The rate of ice melting into the oceans is increasing at an alarming rate, according to a group of 84 scientists taken from 44 international organisations.
The scientists found that before 2012 ice was being lost at a steady rate of 76 billion tonnes, which contributed 0.2 mm to the rise in sea levels.
Since 2012, this has grown to 0.6mm representing an annual loss of 219 billion tonnes.
The international team, led by NASA, the University of Leeds and the European Space Agency, combined 24 satellite surveys between 1992 and 2017. They looked at the change in volume, flow and gravitational attraction across the entire Antarctic Ice Sheet. This huge 5.4 million square mile continent is roughly twice the size of Australia, and holds enough water to lift global sea levels by 58 metres.
Professor Andrew Shepherd at Leeds University said: “According to our analysis, there has been a step increase in ice losses from Antarctica during the past decade, and the continent is causing sea levels to rise faster today than at any time in the past 25 years. This has to be a concern for the governments we trust to protect our coastal cities and communities.”
“We have long suspected that changes in Earth’s climate will affect the polar ice sheets. Thanks to the satellites our space agencies have launched, we can now track their ice losses and global sea level contribution with confidence,” he added.
The new satellite measurements are now able to document glacier changes at higher levels of precision than ever before.

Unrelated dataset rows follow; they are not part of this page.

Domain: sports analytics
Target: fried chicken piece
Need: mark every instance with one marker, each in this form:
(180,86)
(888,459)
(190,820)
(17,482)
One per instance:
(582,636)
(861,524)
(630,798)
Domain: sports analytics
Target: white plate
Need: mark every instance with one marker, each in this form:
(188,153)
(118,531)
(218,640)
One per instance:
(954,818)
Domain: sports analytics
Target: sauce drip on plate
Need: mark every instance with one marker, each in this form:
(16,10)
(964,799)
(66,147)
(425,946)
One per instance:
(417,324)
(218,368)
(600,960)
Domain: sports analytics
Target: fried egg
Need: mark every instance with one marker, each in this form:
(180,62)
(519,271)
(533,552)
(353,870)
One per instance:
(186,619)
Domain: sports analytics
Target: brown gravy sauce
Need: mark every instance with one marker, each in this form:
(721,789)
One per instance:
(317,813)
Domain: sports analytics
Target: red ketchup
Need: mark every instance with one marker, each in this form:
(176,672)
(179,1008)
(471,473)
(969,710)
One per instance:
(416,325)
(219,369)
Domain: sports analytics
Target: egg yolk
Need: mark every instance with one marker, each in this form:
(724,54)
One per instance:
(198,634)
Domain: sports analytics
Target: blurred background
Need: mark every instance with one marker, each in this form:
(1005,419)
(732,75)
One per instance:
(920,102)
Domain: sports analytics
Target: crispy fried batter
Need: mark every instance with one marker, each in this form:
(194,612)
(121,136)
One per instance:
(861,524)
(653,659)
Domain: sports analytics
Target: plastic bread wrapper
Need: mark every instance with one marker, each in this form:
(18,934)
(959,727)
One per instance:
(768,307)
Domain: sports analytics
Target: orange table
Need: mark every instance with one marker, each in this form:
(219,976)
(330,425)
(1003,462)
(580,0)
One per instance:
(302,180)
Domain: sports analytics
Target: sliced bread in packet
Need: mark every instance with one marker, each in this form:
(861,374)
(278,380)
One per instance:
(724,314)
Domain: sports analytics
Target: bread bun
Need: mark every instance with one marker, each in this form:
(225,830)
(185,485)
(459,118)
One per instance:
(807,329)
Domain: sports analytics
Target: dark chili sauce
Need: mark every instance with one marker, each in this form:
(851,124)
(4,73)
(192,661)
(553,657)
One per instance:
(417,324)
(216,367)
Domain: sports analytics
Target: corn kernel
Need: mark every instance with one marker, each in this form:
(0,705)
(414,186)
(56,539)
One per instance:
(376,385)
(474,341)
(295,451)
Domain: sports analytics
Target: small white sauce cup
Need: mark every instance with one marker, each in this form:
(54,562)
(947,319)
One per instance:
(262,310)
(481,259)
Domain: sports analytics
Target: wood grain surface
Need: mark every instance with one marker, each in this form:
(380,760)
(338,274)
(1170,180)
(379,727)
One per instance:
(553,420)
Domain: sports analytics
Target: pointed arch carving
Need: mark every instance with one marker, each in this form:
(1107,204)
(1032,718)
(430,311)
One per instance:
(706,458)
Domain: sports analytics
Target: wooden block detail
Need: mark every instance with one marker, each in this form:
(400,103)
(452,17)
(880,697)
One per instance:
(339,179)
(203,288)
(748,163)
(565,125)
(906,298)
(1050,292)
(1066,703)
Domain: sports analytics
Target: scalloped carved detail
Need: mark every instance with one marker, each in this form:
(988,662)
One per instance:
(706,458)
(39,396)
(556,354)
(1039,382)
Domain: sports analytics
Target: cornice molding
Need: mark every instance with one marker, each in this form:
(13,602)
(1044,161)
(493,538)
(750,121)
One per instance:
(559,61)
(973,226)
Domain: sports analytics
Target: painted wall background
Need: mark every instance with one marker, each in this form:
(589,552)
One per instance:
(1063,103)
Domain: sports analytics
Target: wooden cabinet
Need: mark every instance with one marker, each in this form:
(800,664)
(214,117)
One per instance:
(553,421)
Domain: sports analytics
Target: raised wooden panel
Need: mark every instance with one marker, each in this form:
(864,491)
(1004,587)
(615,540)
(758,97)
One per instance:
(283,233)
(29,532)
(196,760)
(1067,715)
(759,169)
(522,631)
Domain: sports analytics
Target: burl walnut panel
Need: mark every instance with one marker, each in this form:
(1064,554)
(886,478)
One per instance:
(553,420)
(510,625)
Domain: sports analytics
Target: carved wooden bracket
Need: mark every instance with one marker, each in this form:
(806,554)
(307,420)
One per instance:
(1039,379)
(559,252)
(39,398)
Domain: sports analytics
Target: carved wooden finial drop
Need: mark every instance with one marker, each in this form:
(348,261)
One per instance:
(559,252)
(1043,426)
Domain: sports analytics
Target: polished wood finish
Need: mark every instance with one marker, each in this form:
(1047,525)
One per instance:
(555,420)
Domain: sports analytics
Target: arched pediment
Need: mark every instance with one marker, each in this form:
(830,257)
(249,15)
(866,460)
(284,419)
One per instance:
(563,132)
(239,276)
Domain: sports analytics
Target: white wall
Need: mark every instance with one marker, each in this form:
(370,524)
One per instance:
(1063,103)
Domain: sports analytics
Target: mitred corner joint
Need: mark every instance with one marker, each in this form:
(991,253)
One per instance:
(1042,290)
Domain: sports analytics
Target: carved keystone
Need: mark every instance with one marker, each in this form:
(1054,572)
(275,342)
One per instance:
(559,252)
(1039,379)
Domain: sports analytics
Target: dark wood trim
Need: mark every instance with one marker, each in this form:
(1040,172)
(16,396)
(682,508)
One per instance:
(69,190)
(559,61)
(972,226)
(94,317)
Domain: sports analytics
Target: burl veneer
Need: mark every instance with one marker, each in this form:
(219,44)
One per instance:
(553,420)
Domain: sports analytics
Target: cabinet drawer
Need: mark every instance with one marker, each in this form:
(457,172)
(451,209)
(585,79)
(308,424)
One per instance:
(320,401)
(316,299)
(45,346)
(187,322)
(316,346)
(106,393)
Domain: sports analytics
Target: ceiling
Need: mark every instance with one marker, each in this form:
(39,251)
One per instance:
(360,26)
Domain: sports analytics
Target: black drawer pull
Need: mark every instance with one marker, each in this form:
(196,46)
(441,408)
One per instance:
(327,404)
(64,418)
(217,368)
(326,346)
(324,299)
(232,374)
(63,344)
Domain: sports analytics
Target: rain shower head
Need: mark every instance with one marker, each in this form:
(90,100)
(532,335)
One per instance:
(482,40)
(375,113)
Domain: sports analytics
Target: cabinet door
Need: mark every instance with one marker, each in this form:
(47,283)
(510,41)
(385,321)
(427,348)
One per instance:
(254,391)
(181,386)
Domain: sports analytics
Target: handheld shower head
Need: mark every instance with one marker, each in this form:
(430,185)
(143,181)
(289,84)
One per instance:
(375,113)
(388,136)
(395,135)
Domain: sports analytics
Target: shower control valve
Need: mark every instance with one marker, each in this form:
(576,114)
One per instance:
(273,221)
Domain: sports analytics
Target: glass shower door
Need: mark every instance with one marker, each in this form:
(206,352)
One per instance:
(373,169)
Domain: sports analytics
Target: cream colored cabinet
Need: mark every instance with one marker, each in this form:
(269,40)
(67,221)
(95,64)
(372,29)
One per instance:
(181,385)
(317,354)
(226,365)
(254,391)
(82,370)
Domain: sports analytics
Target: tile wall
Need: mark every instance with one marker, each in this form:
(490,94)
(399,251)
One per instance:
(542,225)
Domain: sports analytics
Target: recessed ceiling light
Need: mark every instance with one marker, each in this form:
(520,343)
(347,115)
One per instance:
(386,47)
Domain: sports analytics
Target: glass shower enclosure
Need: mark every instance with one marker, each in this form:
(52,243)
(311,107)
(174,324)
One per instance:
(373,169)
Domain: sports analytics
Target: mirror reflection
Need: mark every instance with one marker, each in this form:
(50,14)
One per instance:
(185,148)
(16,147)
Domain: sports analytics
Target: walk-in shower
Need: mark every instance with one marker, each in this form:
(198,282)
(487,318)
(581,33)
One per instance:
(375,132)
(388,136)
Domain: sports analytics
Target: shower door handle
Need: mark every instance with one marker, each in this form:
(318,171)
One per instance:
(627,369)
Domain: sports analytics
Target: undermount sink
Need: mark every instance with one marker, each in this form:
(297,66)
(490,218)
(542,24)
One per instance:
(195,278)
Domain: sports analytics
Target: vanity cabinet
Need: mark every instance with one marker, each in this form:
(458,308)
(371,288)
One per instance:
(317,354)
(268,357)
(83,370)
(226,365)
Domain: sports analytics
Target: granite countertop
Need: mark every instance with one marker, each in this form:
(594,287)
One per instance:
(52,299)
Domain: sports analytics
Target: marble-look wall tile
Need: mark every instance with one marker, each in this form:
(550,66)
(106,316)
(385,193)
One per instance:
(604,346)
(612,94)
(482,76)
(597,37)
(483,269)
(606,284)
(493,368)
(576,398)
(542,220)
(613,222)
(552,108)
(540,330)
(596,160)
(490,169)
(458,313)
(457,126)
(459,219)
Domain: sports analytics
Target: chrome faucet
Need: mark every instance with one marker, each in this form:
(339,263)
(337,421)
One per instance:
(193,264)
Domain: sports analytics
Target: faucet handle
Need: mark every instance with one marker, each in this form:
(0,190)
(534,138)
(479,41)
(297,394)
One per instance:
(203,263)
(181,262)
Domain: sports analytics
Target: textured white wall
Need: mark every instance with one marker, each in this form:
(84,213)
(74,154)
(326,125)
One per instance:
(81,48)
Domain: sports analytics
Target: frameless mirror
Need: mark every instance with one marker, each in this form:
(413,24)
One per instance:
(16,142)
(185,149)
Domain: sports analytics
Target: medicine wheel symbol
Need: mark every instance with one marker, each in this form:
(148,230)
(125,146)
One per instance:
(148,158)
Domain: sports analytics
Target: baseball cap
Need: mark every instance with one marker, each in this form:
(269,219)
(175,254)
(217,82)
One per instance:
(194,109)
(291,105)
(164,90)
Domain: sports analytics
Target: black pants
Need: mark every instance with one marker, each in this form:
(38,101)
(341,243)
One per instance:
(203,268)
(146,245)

This has allowed the scientists to provide one of the most complete pictures of how the continent is changing and contributing to the worldwide rises in sea level.
Dr Erik Ivins at NASA’s Jet Propulsion Laboratory, who co-led the study, commented: “The added duration of the observing period, the larger pool of participants, various refinements in our observing capability and an improved ability to assess both inherent and interpretive uncertainties, each contribute to making this the most robust study of ice mass balance of Antarctica to date.”